Friday, 29 August 2014



Apparently, when the ravens are released from the tower of London, the British Empire will fall.

From the fact that they have not been released, we can deduce, the British Empire has never fallen.

Tuesday, 17 January 2012

Musings on evolution I was doing today

I’m kinda working through a vague idea about evolutionary theory – not something I know much about. But I’ve got a hunch that what people take from it as the ‘moral of the story’ probably varies enormously on how the story is told. The version that we all get fed was filtered through right wing economic theory and is dressed in its metaphors.
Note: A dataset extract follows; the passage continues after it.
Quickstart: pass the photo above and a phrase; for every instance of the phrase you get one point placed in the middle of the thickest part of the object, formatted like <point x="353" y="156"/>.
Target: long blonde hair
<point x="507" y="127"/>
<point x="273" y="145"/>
Darwin read Adam Smith and Thomas Malthus before writing the Origin of the Species. And he was good friends with Herbert Spencer, the author of the phrase “survival of the fittest” who was the editor of the Economist and a right wing lunatic. Hence evolution is generally pictured as being something like laissez faire capitalism, which is thus obviously vindicated as natural, proper and correct.
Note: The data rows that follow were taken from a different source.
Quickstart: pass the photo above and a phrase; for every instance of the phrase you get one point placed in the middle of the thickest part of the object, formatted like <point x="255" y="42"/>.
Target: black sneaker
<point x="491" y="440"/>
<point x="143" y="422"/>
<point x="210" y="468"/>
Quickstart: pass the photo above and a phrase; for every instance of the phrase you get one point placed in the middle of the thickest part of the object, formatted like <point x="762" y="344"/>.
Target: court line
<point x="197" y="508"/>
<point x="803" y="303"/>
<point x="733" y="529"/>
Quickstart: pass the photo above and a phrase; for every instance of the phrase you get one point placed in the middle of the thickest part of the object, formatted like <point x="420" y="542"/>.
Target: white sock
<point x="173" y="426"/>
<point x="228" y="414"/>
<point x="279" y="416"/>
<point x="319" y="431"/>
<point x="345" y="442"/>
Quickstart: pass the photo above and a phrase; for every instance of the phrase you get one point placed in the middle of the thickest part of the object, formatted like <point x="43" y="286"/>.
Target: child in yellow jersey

Yet here is an implication of evolution theory I just thought of, which is far more left-wing than right-wing friendly. In the story in which God created everything, he created us - or at least Adam and Eve - as separate individuals, with individual desires and natures. It would be legitimate to see society as just a collection of separate individuals, with a fixed human nature: Adam and Eve nature. But in the version in which we evolved, there was never a time when we were separate human beings with individual natures who got together and created society. No asocial member of the species homo sapiens has ever existed, because we were social before we were human. We evolved together, as a social whole - we became human together.
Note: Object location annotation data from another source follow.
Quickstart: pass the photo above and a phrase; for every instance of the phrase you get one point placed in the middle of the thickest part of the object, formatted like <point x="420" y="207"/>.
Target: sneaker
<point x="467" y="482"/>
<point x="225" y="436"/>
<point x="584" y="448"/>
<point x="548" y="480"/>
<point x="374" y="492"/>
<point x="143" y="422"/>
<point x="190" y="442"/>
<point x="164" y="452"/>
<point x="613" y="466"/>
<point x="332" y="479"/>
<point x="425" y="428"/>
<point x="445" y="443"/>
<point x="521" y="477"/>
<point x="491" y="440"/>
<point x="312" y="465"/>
And that is a major difference with huge implications. In the first version, you can ultimately trace everything that happens in society back to human nature (Adam and Eve nature). In the second version, you cannot. You'd have to work back through the social institutions of Homo erectus, and on through all of them different homos and ape beings, to get back to the origins of things. And by the time you got back to an non-social being - if you ever did- it would be so unlike humans today that it wouldn't mean anything.

It’s something that I’ve been thinking on.